Intel warns of further falling sales
Intel is girding for a third straight quarter of falling sales, highlighting the chipmaker's struggle to adapt in a world swiftly embracing mobile devices and leaving behind the personal-computer industry it dominates.
Sales in the current period may decline, Intel said, after reporting a 3 per cent drop last quarter. That followed a 5 per cent decline in the September quarter.
Intel, which employs more than 4,000 people in Ireland, plans to spend about $13 billion on new plants and equipment in 2013, more than analysts had projected, to help it cater to growing demand for handsets and tablets.
The effort won't quickly help the California-based company compensate for diminishing demand for PCs.
"They are definitely coming from behind and their market is moving away from them," said Patrick Wang, an analyst at Evercore Partners. "They are trying to breathe some life into the PC market."
Intel, whose microprocessors run more than 80 per cent of the world's PCs, is struggling as that market faces a second straight year of lower sales, according to analysts at JPMorgan Chase and Co. In mobile chips, Intel is playing catch-up to Qualcomm.

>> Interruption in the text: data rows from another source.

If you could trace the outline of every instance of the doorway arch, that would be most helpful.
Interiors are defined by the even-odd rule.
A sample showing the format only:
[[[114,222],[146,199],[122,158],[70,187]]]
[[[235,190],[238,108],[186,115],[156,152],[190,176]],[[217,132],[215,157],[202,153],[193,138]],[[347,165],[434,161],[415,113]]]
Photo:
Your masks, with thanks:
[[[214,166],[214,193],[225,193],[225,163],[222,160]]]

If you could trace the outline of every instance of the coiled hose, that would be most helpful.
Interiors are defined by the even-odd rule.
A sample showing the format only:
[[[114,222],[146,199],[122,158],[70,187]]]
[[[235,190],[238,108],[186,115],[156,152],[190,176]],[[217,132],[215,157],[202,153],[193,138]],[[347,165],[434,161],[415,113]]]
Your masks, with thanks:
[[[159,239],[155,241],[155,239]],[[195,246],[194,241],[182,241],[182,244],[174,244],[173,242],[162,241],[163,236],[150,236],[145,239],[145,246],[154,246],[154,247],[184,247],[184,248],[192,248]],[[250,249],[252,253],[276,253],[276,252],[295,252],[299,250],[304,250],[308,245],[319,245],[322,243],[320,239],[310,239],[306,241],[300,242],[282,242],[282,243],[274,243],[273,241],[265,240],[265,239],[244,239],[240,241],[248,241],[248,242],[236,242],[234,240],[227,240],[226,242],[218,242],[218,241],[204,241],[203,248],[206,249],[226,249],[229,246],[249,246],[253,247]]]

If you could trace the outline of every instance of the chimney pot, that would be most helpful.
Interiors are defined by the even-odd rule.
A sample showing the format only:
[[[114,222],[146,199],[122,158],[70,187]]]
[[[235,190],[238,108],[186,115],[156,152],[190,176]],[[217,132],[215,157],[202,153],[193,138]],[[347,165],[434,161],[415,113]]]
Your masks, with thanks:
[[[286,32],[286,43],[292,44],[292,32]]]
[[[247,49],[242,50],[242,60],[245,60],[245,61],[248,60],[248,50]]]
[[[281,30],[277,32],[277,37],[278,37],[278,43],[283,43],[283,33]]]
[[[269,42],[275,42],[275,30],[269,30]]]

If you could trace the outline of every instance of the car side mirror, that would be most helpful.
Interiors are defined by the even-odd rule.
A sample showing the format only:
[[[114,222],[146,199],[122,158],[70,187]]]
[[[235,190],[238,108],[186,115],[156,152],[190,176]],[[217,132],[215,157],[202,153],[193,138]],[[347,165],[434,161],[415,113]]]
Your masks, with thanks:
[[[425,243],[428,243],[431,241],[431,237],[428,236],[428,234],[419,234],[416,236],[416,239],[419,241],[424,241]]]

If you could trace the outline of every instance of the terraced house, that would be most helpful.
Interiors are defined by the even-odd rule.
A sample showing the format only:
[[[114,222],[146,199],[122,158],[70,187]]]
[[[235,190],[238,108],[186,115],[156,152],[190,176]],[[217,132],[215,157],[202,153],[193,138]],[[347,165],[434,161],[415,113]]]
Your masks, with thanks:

Intel yesterday reported sales of $13.5 billion last quarter, matching the average prediction of analysts, according to data compiled by Bloomberg. Net income fell to $2.47 billion, or 48 cents a share, compared 45 cents projected by analysts.
"I don't think things get better in PCs," said Cody Acree, an analyst at Williams Financial Group in Dallas. For growth in the PC market this year, "you're talking zero to how badly are you down."
Intel, which released the earnings report just before markets closed in New York, dropped as much as 5.8 per cent to $21.36 in extended trading. They had gained 2.6 per cent to $22.68 at the close. The stock dropped 15 per cent last year, compared with a 13 per cent gain in the Standard and Poor's 500 Information Technology Index.
Intel's sales this year - the last for chief executive Paul Otellini - will barely budge. First-quarter revenue will be $12.7 billion, plus or minus $500 million, the company said. That compares with an average analyst projection of $12.9 billion. Gross margin will be about 58 per cent. A year earlier, sales were $12.9 billion, while gross margin was 64 per cent.
For 2013, Intel said revenue will increase by a "low single-digit percentage". Analysts had predicted that sales would rise about 2 per cent to $54.4 billion this year.
Mr Otellini plans to retire in May, and the company is searching for his successor.
To help it meet demand for chips, Intel said it will spend $13 billion, plus or minus $500 million, on new equipment and new plants - also known as fabs - in 2013. That number, which compares with an average analyst estimate of $9.99 billion, raises questions about how the chipmaker will be able to fund such an expansion while maintaining dividend and share buybacks from the cash it generates, said Daniel Berenbaum, a New York-based analyst at MKM Partners.